Mike Burns mike at nationwideinc.com
Fri May 13 13:39:07 EDT 2011


Hi Owen,

>>
> Does a rat who has lived its entire life in a cage realize it is in a 
> cage?
>

I took a population of ad libitum "rats" and put them to this very test.
I had about 100 or so DSL users who reprsented normal business and 
residential use.
The used to each get a routable IPv4 address from a DHCP pool.
Then I switched them to CGN and waited for complaints, upon which I would 
have switched back.
I waited and waited. There were no complaints.
It's been three years no and counting, they are still on CGN, and they are 
YouTubers, gamers, P2P participants, Skype users.

Continuing to call CGN a nightmare looks ludicrous to me.

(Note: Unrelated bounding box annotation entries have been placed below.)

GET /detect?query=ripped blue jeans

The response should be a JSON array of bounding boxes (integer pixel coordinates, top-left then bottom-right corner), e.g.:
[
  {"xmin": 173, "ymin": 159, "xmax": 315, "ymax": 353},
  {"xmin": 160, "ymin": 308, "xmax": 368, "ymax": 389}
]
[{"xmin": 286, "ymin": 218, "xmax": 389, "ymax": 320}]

> Just because they haven't actually experienced the internet and have been
> fooled into believing what they have is access to the internet does not
> make the claim any more accurate.
>
> As I said, they don't have internet access. They have a controlled
> and limited subset of the features that define internet access.
>
> The internet is a peer-to-peer network where each system has a
> globally unique potentially reachable address and can operate
> as both client and server. Machines behind a NAT have access
> to only a subset of those defining features.
>
> Owen
>


Think about the etymology of the word Internet for a moment. It was designed 
as a network of networks, not a single Layer2 network.
End-to-end addressability was not a goal of the founders of the Internet, it 
was network-to-network reachability.
In fact, the era of end-to-end for the Internet was the limited timeframe 
between popular acceptance and NAT.
Most people would fear to put a real IP address on a computer today, I know 
that I would.
I use Logmein from behind NAT to address another computer behind another 
NAT.
Rendezvous servers exist for that purpose, and the market favors them.
Holding on to some dream of complete end-to-end reachability leaves out the 
inevitable firewall application between them in any case.
Juniper and Cisco have enabled CGN on their big iron boxes, do you think 
they are unaware of the nightmarish negative impact of CGN you ascribe?